Veterinarians Taylor Truitt and Eva Radke are the founders of The Vet Set, one of a growing number of veterinary practices providing on-demand veterinary medicine in a pet owner’s home, office, or hotel, 24/7. We asked the New York City-based team why dog owners choose in-home vet services.
“Going to a veterinary hospital can be very stressful because of the smells, noises, other animals, and the transportation to and from the hospital,” Truitt says. Home visits are particularly handy in urban settings, where owning a car is impractical, mass transit isn’t always pet-friendly, and the sky-high rents for an office space is passed on to the client.
“In a home environment the pet feels safe, and isn’t exposed to anything outside of their normal routine. For the owners, it's also a timesaver,” Truitt adds. Most home visits are wellness check-ups—annual exams with vaccines, preventive blood work, acupuncture, or chronic management for older pets.
Probably the greatest advantage of a home visit is on that most difficult of days: when it’s time to say goodbye to your family’s beloved dog.

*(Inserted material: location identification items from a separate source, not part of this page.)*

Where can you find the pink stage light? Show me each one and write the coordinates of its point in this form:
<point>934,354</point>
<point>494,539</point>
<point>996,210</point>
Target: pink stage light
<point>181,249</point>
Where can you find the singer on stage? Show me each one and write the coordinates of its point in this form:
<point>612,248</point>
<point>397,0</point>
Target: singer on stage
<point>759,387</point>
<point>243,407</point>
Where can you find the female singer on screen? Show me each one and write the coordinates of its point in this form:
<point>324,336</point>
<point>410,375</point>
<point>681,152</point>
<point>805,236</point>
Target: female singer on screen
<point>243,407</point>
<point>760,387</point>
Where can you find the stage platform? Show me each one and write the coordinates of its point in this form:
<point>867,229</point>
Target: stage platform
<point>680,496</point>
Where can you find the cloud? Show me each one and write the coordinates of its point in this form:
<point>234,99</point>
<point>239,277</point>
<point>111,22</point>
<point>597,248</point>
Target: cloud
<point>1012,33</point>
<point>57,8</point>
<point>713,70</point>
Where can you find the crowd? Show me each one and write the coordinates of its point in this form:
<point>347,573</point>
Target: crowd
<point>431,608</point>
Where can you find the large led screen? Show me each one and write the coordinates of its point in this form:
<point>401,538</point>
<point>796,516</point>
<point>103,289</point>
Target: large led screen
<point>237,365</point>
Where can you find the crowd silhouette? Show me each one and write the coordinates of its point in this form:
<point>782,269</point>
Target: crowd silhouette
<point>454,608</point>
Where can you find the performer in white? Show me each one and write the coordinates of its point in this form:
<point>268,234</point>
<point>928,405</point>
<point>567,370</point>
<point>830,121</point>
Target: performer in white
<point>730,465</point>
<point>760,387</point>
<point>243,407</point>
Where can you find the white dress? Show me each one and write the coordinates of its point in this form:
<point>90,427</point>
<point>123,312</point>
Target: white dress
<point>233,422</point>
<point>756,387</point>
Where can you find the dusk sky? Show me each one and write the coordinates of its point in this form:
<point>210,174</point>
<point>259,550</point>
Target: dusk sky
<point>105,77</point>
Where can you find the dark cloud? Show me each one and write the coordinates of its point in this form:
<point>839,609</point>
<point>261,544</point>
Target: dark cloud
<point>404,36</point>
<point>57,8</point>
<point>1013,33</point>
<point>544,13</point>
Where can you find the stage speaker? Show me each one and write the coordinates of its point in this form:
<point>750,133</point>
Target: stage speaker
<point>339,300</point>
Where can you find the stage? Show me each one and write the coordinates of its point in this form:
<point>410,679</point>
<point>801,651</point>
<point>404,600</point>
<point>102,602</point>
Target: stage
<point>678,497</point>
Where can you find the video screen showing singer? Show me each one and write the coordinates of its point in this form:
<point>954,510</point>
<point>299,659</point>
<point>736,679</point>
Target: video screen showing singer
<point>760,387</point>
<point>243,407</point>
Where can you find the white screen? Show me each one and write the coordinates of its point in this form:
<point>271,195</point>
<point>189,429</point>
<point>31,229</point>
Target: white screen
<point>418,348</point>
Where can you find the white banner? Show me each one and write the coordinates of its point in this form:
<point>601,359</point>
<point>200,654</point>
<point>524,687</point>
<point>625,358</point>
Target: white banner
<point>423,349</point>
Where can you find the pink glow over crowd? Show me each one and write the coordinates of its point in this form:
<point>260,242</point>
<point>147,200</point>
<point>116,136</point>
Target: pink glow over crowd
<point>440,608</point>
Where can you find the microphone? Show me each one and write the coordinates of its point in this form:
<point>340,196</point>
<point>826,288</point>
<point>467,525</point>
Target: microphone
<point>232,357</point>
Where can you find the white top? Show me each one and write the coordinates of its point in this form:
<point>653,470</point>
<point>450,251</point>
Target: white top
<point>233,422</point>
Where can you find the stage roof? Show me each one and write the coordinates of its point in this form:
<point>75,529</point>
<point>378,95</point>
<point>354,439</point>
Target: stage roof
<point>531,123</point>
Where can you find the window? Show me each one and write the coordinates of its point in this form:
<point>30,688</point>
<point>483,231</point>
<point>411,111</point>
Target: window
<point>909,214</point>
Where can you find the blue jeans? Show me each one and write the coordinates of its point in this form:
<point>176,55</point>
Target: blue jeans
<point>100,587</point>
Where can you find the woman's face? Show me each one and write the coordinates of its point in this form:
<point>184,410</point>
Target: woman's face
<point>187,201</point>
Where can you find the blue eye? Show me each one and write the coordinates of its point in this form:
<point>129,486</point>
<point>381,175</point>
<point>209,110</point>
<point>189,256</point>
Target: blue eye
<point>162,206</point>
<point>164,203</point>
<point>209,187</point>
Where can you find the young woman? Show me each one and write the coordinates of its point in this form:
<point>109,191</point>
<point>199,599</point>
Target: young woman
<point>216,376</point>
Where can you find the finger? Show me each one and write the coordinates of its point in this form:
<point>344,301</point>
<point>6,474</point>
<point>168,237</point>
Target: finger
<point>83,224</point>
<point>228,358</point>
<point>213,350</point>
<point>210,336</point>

Says Dr. Truitt, “it’s the saddest and most heart-wrenching day of a pet owner’s life, and it never gets any easier for us as veterinarians. Deciding with the owners that it’s time to compassionately euthanize a dog or cat is a final act of kindness and love. In the comfort of their own home, surrounded by family, it’s the gentlest way to complete their life. I've been involved in ceremonies, and even had monks or a pastor present. I believe our pets often get better end-of-life care than some of our human counterparts.
Veterinarian Jeffrey Lavine, of VetCierge, told DNAinfo that the personalized care and calmer environment benefitted not only his patients and their owners, but also him and his staff. He will chat with the family before getting started. “By the time it comes to the exam, it feels like a play date to the dog,” he said.
There will always be times when a trip to a vet’s clinic is unavoidable, or preferable. So now efforts are being made to ensure that they, too, are less nerve-wracking for companion animals. ABC News reports that there is a trend toward “fear-free” veterinary offices, designed to reduce anxiety by creating a soothing environment and modifying traditional practices. Instead of a technician hoisting a dog up onto a cold, slippery metal table, a pet stands on a yoga mat. Harsh, fluorescent illumination is replaced with softer lighting.
Dog owners also have dozens of veterinary- and health apps that provide basic guidance. Apps like Kuddly allow owners to create a profile for their pet, and then access licensed veterinarians. They can chat, text, or email with a vet 24/7, to describe symptoms, ask about medications, or get a second opinion.
It’s important to remember that no app can replace your regular vet, and many medical issues can only be addressed in person. Likewise, in-home vet visits can meet numerous routine needs, but there are obviously procedures and services that require a clinical setting. Consult with your regular veterinarian for her opinion.